Jujur, aku tidak menyangka akan semulus ini. Nah, tinggal satu orang tua lagi. Jika sudah selesai, maka tinggal merencanakan proses pernikahan.

“Guys.” Kata Villy.

“Oit, kenapa Vil?” Tanya Valensia.

“Lu semua mungkin udah tau, tapi Ko Jay belum tahu kan.” Kata Villy.

“Apa?” Tanyaku.

“Orang tua aku.” Kata Villy.

Mendengar perkataan Villy, semua langsung mendadak tenang. Aku langsung tahu ada yang tidak beres.

“Ga usah khawatir, Vil. Gimana pun juga, akan aku dapetin restu dari orang tua kamu, secara sah dan tulus dari mereka.” Kataku.

“Semuanya, kalo keadaan gawat, tinggalin aja ya gw. Lu semua lanjut aja ama Ko Jay. Nggak usah peduliin gw.” Kata Villy.

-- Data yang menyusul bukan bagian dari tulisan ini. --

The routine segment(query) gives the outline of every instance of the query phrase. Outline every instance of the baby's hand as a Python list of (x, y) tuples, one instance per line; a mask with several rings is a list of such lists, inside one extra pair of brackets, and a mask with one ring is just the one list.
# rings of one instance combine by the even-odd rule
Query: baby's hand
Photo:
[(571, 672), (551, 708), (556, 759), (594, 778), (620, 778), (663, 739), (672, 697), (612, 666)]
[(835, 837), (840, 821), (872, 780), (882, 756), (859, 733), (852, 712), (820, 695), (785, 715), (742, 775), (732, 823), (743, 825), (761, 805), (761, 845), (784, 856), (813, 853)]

“Aku udah bilang, Vil. Akan aku dapetin restu dari orang tua kamu. Ga usah khawatir.” Kataku.

Entah apa yang menanti kami, aku terus mengemudikan mobilku menuju rumah Villy yang letaknya tidak begitu jauh dari rumah Martha. Dalam kira-kira dua puluh menit, kami pun sampai di rumah Villy. Aku bisa merasakan adanya ketegangan dari mereka berlima.

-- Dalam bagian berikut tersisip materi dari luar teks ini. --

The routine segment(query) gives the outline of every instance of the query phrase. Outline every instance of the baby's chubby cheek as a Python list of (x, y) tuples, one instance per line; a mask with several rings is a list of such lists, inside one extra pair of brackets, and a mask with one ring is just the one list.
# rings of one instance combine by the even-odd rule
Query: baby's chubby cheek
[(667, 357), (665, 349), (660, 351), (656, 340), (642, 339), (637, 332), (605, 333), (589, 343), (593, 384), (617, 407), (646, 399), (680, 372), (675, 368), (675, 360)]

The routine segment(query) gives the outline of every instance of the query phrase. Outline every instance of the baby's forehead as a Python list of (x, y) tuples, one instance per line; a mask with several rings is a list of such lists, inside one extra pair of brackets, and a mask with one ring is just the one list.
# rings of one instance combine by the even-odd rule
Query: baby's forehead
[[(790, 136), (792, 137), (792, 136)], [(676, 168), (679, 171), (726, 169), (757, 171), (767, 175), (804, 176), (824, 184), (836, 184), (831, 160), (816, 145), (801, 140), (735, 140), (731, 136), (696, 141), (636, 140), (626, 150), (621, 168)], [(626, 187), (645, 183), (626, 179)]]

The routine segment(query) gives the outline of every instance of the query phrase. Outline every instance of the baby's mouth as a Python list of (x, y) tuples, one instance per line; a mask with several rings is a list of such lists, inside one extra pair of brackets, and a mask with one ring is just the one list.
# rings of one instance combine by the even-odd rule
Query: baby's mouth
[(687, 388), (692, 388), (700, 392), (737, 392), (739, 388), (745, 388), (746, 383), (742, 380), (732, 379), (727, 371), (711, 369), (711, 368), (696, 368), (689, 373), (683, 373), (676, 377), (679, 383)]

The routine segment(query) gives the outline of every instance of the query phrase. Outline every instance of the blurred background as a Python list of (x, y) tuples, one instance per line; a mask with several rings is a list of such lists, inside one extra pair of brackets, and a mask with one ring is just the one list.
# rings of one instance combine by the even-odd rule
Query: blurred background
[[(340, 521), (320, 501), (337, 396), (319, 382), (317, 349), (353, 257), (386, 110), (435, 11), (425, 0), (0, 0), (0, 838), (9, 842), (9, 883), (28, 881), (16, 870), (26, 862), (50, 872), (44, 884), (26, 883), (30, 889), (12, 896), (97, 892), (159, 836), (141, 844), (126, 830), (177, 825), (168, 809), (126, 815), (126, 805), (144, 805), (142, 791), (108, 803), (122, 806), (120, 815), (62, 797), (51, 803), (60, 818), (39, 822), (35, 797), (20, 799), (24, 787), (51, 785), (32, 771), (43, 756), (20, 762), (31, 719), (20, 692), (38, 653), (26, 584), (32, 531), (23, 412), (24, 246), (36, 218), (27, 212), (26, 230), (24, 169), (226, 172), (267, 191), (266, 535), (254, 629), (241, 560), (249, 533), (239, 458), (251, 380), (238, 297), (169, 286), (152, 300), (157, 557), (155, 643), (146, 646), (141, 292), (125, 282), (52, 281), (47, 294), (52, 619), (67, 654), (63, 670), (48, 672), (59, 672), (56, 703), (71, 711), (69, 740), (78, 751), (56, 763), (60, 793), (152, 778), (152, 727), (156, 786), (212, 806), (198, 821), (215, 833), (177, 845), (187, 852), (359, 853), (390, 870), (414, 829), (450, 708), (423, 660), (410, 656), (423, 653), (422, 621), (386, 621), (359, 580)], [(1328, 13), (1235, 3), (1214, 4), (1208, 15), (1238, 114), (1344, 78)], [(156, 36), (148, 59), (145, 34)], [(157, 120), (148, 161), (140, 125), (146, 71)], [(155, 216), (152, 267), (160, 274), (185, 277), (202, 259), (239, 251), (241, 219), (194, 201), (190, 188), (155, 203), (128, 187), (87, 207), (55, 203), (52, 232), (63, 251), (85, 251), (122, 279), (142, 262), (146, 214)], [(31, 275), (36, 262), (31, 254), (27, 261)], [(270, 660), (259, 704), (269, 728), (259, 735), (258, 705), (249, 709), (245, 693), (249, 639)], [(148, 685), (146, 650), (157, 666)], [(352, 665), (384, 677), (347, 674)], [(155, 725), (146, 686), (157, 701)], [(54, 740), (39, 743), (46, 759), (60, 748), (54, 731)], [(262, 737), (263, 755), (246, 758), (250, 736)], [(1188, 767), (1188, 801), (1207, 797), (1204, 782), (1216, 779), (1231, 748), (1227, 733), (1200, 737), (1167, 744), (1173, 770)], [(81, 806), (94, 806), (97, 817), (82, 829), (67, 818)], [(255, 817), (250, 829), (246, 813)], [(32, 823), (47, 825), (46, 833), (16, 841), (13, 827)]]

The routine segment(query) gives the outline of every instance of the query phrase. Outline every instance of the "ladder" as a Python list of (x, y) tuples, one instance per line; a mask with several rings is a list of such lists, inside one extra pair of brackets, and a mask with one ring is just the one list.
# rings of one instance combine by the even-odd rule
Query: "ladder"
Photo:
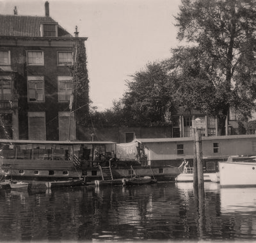
[(99, 166), (99, 167), (100, 169), (102, 180), (113, 180), (112, 171), (110, 166), (107, 167), (102, 167)]

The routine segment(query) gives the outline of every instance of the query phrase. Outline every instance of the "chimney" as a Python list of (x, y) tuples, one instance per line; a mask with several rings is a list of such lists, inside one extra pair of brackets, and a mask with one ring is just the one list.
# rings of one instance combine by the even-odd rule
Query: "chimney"
[(16, 6), (14, 7), (13, 12), (14, 12), (14, 15), (18, 15), (18, 10), (17, 10)]
[(76, 26), (76, 32), (74, 32), (74, 33), (75, 34), (75, 37), (78, 37), (78, 34), (79, 33), (77, 32), (77, 26)]
[(47, 1), (44, 4), (45, 8), (45, 17), (50, 17), (50, 10), (49, 9), (49, 3)]

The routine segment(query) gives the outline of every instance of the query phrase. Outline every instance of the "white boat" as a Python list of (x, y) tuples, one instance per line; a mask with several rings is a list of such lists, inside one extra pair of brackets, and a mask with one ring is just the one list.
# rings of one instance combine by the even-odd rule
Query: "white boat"
[(219, 162), (221, 187), (256, 186), (256, 162), (248, 161)]
[(28, 182), (11, 182), (10, 186), (12, 189), (28, 188)]
[[(204, 173), (204, 181), (211, 182), (210, 175), (214, 173)], [(177, 182), (193, 182), (194, 181), (194, 173), (193, 168), (184, 167), (183, 172), (175, 178)]]
[(210, 180), (212, 182), (220, 182), (220, 173), (209, 173)]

“Vil, aku ga pernah ketemu sama orang tua kamu. Kamu kira-kira keberatan ceritain sedikit latar belakang orang tua kamu?” Tanyaku.

“Orang tuaku itu single parent, ko. Mamaku meninggal pas aku umur tujuh.” Kata Villy.

“Oke. Kira-kira, ada lagi yang masih perlu diceritain?” Tanyaku.

“Mungkin, aku cerita latar belakangnya aja kali ya, ko. Dulu, papaku itu dokter, mamaku itu kerja di rumah, ngurus aku dan rumah. Dari kecil, semangat sosial yang orang tua aku ajarin ke aku itu sangat tinggi. Papaku kerja di rumah sakit yang gede, dengan gaji yang cukup besar untuk membiayai kita semua. Karena merasa dari gajinya aja udah cukup, kalau sore ke malem gitu, papaku praktek di rumah, dan nggak mungut biaya dari pasien.” Kata Villy.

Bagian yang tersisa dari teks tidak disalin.